To quantify antiviral staining in spinal cord and microglial-based inflammation in different neuroanatomic regions of the brain and spinal cord, Fiji (ImageJ 1.52g) software was used (34). Image analysis was performed using the basic densitometric thresholding features of Fiji (ImageJ, NIH Image, and Scion Image). Image analysis was performed by first capturing the images at the highest magnification (×10) that allowed the entire section (i.e. scan area) to be visualized within a single image frame. The RGB image was color-deconvoluted into three different colors to separate the 3,3′-diaminobenzidine–specific staining. The background labeling was also subtracted from all images, and then the contrast was slightly enhanced to improve the resolution. The perimeter of each neuroanatomic region for the brain and spinal cord was digitally outlined, and the area was calculated in μm². To ensure that all labeled cells were selected, a threshold value was defined for each image. The magnitude of viral staining and Iba1+ microglia/macrophage activation was defined as the percentage area of staining (ratio of target stained area to total selected area multiplied by 100). To ensure error-free data collection, the entire quantification procedure was performed by two investigators together and read in a blinded manner.

To determine the total white matter area and areas with myelin loss in day 30 RSA59 (PP) and RSA59 (P) p.i. mice, 4–5 LFB-stained spinal cord cross-sections from each mouse were randomly selected and analyzed using Fiji software (ImageJ 1.52g) (45). The total number of mice in each group was 7 (n = 7). The total perimeter of the white matter regions in each cross-section was outlined and calculated by summing the dorsal, ventral, and anterior white matter areas in each section. The total area of the demyelinated regions was also outlined and summed for each section separately. The percentage of spinal cord demyelination per section per mouse was obtained by dividing the total area of the demyelinating plaque over the total area of the calculated white matter and then multiplying by 100.

Statistical analysis

The infection and magnitude of inflammation within the different neuroanatomic regions of the brain are presented in Tables 3 and 4, respectively as the mean values ± S.E., and two-way ANOVA was used to calculate significance. In addition, multiple comparison was performed using Tukey's multiple-comparison test.

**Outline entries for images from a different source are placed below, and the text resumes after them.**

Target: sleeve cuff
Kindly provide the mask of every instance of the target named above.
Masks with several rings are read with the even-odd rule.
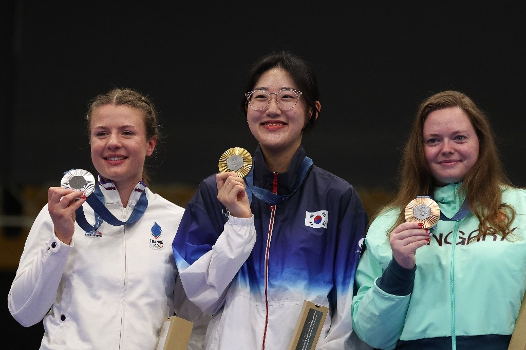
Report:
[[[376,285],[386,293],[393,295],[409,295],[413,291],[416,271],[416,265],[412,269],[406,269],[392,259],[383,274],[377,280]]]
[[[229,215],[227,223],[238,226],[250,226],[254,223],[254,214],[252,214],[250,218],[237,218]]]
[[[49,247],[49,250],[53,253],[56,253],[60,250],[69,251],[73,247],[73,240],[72,239],[71,244],[68,245],[58,239],[56,235],[54,234],[51,239],[49,240],[48,246]]]

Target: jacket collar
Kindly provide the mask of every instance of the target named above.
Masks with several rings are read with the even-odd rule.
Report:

The level of significance for immunohistochemistry staining and LFB staining in spinal cord sections was calculated using one-way ANOVA and Tukey's multiple-comparison test. All data were plotted and analyzed using GraphPad Prism version 6.01 software. The level of significance and the means ± S.D. are presented in a scatter diagram. A p value < 0.05 (*) was considered statistically significant.

Author contributions

M. S. and A. K. data curation; M. S., D. P., and J. D. S. validation; M. S. and A. K. investigation; M. S., A. K., D. M., P. S., B. K., S. V., and S. R. methodology; M. S. and A. K. writing-original draft; D. M., D. P., and J. D. S. writing-review and editing; S. R., D. P., and J. D. S. supervision; L. C. K. visualization; J. D. S. conceptualization; J. D. S. funding acquisition; J. D. S. project administration.